The uppermost group, which has been called the supercretaceous or tertiary formation, appears in our island to have been formed during four great eras, as we find fresh-water deposits alternating with marine ones. The term eocene, which is the first or oldest deposit; miocene, which is the second; pliocene, which is the third; and the newer pliocene,—which is the fourth and last, have been applied to these formations, the names referring to the respective proportions of existing species found among their fossil shells.[242]
All these formations show distinct evidence of their having been deposited from still or slowly-flowing deep waters. Thus the eocene appears in the Paris basin,—formed clearly at an estuary, in which are mingled some interesting fresh-water deposits;—in the lacustrine formations in Auvergne; also at Aix; and in the north of Italy. It appears probable that, in the formations generally termed eocene, both fresh-water and marine deposits have been confounded, and several formations of widely-different eras regarded as the result of one. We have not yet been furnished with any distinct and clear evidence to show that the deposits of the Paris basin, and those of Auvergne, are of the same age. At all events, it is sufficient for our present purpose to know that they are the result of actions which are now as general as they were when the plastic clay of Paris, and its sulphate of lime, or the London clay, were slowly deposited.
As a general conclusion, we may decide that, at the eocene period, existing continents were the sites of vast lakes, rivers, and estuaries, and were inhabited by quadrupeds, which lived upon their thickly-wooded margins. Many remains, allied to those of the hippopotamus, have been found in the subsidences of this period.
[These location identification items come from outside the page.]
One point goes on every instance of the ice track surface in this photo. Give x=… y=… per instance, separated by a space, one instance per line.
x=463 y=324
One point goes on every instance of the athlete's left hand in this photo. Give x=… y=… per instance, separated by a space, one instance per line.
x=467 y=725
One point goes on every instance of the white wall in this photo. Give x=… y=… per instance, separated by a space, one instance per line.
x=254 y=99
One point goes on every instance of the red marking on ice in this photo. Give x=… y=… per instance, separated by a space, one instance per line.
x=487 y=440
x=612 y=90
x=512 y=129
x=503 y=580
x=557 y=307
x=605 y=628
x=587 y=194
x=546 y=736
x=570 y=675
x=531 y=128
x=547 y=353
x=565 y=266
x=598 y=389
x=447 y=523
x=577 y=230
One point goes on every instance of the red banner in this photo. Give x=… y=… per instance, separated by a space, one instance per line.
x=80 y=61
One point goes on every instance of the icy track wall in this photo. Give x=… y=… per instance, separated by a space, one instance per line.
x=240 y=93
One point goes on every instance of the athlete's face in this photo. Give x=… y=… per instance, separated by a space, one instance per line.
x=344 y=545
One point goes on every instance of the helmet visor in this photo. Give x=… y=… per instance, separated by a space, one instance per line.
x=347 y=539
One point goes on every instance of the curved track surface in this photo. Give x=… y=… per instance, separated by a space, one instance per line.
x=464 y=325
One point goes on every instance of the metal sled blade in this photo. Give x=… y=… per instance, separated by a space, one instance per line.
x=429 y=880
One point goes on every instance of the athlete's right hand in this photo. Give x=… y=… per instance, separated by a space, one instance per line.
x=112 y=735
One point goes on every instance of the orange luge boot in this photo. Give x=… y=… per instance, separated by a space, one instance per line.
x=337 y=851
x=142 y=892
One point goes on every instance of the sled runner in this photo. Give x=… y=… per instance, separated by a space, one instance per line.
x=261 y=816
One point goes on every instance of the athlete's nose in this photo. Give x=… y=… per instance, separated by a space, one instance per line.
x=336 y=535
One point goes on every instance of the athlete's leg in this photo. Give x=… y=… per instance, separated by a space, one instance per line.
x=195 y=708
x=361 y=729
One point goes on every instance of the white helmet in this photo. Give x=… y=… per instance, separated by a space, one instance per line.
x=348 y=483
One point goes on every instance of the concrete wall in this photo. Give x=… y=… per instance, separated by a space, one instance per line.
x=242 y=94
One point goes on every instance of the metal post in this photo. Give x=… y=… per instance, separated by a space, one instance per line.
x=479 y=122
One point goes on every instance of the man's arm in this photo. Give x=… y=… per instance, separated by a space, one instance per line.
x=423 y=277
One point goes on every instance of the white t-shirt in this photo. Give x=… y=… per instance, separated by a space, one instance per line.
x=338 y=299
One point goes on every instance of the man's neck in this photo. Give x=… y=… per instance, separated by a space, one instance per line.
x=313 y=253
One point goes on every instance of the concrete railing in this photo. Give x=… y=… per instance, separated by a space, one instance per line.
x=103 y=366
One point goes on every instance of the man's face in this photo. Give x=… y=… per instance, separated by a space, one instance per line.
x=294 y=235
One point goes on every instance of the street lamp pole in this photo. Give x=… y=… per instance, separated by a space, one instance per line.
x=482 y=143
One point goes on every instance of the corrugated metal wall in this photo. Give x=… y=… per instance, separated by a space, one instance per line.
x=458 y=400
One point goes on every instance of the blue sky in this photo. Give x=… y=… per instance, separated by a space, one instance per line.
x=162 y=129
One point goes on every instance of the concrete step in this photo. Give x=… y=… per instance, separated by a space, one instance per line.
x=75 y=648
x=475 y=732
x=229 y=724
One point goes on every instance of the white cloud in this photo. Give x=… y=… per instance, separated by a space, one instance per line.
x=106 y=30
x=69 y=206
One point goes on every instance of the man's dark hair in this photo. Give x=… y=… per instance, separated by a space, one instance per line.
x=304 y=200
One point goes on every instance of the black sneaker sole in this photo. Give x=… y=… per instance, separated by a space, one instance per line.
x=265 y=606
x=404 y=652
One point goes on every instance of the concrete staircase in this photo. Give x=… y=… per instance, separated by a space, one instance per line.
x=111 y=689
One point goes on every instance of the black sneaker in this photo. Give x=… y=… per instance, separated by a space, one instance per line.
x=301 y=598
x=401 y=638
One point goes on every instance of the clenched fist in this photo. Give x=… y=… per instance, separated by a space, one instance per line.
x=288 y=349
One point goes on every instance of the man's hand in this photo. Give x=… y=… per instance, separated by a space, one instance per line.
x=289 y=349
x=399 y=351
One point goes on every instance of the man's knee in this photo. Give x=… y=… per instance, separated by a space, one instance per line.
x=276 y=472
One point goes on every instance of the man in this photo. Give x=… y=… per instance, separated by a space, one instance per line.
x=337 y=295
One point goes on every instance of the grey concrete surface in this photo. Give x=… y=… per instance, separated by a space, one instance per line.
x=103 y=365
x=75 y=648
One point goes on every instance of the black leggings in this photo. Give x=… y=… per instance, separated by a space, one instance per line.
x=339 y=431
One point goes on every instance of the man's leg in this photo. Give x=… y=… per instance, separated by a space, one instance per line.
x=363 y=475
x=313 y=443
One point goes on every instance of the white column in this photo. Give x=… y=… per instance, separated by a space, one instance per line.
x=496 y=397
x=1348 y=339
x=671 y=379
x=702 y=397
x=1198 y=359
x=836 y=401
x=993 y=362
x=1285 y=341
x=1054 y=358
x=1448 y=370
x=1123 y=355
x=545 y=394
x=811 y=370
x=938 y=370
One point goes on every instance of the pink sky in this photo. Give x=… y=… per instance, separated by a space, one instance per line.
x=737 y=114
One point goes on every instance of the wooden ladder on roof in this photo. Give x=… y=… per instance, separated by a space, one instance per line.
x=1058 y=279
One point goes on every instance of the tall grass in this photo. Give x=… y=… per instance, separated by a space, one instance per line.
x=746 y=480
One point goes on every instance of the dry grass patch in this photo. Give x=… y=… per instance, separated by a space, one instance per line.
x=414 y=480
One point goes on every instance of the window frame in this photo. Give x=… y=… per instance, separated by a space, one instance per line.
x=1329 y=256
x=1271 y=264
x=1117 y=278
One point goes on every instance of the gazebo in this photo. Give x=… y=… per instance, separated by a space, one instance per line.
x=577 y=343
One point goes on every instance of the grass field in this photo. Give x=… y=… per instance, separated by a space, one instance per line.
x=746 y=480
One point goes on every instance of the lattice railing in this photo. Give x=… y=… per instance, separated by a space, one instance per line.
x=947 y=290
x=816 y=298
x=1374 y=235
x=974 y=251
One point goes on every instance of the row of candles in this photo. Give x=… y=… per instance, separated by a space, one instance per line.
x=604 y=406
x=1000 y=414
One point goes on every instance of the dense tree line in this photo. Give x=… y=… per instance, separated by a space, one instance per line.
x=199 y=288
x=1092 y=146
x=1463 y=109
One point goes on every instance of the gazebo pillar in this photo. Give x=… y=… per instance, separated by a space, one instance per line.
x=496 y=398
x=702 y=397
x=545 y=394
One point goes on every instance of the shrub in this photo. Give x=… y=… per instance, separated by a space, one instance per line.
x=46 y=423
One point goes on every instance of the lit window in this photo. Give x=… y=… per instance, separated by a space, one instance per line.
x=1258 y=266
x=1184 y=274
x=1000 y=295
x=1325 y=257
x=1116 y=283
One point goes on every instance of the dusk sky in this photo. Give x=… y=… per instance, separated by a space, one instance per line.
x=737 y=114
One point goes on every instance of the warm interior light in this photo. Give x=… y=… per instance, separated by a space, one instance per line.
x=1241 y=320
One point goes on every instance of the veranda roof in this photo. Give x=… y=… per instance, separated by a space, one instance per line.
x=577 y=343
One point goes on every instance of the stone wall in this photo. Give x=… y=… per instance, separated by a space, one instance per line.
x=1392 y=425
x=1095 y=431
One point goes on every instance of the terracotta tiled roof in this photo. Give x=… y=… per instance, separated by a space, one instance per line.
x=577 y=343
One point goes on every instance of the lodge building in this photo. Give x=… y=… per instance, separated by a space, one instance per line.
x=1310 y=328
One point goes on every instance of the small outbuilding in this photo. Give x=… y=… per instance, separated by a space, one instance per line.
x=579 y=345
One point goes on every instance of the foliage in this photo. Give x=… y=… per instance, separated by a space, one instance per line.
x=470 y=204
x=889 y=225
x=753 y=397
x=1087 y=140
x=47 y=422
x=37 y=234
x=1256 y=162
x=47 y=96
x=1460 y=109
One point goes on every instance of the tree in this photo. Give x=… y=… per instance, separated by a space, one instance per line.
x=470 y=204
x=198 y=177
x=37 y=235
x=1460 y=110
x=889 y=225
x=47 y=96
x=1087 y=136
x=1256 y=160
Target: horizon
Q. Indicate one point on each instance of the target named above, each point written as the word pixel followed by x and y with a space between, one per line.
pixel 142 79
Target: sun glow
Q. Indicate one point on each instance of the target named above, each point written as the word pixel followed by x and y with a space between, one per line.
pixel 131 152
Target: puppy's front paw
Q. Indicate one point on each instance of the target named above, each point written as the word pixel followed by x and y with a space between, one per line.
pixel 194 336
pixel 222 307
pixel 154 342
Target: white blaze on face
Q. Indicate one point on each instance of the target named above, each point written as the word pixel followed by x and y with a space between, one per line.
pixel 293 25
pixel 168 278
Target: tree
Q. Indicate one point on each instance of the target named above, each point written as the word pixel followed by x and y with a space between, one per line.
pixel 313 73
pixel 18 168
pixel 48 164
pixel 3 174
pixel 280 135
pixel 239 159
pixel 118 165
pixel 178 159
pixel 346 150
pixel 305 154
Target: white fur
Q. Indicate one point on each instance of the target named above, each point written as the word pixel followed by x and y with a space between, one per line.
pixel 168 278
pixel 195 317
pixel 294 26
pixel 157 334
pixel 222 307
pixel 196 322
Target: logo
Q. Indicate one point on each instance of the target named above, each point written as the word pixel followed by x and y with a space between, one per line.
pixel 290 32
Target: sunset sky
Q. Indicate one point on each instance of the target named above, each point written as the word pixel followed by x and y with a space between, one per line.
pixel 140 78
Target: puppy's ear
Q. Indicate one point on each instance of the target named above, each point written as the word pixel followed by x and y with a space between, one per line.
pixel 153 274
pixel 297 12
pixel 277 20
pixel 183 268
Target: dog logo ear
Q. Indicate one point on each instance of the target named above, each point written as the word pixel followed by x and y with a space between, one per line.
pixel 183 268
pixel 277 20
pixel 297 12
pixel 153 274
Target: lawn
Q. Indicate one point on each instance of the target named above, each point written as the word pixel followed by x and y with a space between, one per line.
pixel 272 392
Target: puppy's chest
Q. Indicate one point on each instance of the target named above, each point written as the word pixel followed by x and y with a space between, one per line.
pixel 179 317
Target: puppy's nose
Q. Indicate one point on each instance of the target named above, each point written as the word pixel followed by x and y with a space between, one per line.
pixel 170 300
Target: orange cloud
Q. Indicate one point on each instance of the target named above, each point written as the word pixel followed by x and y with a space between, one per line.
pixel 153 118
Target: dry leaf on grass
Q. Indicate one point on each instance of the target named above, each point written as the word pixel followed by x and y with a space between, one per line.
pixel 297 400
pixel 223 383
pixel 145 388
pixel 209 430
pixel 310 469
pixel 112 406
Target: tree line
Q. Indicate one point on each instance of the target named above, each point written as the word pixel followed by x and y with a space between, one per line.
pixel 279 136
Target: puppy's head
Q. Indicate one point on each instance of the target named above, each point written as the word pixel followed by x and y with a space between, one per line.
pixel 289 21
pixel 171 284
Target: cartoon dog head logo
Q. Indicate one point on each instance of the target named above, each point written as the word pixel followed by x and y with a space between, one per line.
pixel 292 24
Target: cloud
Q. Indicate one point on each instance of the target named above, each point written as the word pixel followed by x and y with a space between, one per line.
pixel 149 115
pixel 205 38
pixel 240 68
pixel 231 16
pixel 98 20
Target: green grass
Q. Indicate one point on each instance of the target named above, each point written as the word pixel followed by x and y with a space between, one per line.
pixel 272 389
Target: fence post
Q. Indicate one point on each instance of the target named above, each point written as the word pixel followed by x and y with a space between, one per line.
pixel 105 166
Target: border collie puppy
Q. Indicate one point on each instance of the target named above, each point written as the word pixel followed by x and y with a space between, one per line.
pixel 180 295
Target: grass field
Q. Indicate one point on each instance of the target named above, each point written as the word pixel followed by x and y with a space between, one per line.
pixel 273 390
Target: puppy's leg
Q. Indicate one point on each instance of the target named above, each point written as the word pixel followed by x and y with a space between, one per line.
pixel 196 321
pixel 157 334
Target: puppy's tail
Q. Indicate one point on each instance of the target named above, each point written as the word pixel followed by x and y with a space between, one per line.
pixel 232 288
Examples of the miocene or middle tertiary era are to be found in Western France, over the whole of the great valley of Switzerland, and the valley of the Danube. In these deposits we find the bones of the rhinoceros, elephant, hippopotamus, and the dinotherium, an extinct animal, possessing many very distinguishing features.[243]
The pliocene period has been termed the age of elephants, and is most remarkable for the great mastodons and gigantic elks, with other animals not very unlike those which are contemporaneous with man.
In the superficial layers of the earth, the diluvium, alluvium, peat and vegetable soil, we have a continuation of the history of the mutations of our globe and of its inhabitants, which has been here so briefly sketched. They bring us up to the period when man appeared in the world, since whose creation it is evident no very extensive change has been produced upon the surface. We have viewed the phenomena of each great epoch, marked as they are by new creations of organized beings, and it would appear as if, through the whole series, from the primary rocks up to the modern alluvial deposits, a progressive improvement of the earth’s surface had been effected, to fit it at last for the abode of the human race.
Thus have we preserved for us, in a natural manner, evidences which, if we read them aright, must convince us that the laws by which creation has ever been regulated are as constant and unvarying as the Eternal mind by which they are decreed. Our earth, we find, by the records preserved in the foundation-stones of her mountains, has existed through countless ages, and through them all exhibited the same active energies that prevail at the present moment. By precisely similar influences to those now in operation, have rocks been formed, which, under like agencies, have been covered with vegetation, and sported over by, to us, strange varieties of animal life. Every plant that has grown upon the earliest rocks which presented their faces to the life-giving sun, has had its influence on the subsequent changes of our planet. Each trilobite, each saurian, and every one of the mammalia which exist in the fossil state, have been small laboratories in which the great work of eternal change has been carried forward, and, under the compulsion of the strong laws of creation, they have been made ministers to the great end of forming a world which might be fitting for the presence of a creature endued with a spark taken from the celestial flame of intellectual life.
For a few moments we will return to a consideration of the operations at present exhibiting their phenomena, and examine what bearing they have upon our knowledge of geological formations.
During periods of immense, but unknown, duration, the ocean and the dry land are seen to have changed their places. Enormous deposits, formed at the bottom of the sea, are lifted by some mechanical, probably volcanic, force, above the waters, and the land, like the ocean surrounding it, teems with life. This state of things lasts for ages; but the time arrives when the ocean again floods the land, and a new state of things, over a particular district, has a beginning.
It must not be imagined that the changes which we have spoken of, as if they were the result of slow decay and gradual deposit, were effected without occasional violent convulsions. Many of the strata which were evidently deposited at the bottom of the sea, and, of course, as horizontal beds, are now found nearly vertical. We have evidence of strata of immense thickness having been subjected to forces that have twisted and contorted them in a most remarkable manner. Masses of solid rock, many thousand feet deep, are frequently bent and fractured throughout their whole extent. Mountains have been upheaved by internal force, and immense districts have suddenly sunk far below their usual level. By the expansive force due to that temperature which must be required to melt basaltic and trap rocks, the whole of the superficial crust of a country has been heaved to a great height, immense fissures have been formed by the breaking of the mass, and the melted matter has been forced through the opening, and overflowed extensive districts, or volcanoes have been formed, and wide areas have been buried under the ashes ejected from them. With the cause of these convulsions we are at present unacquainted.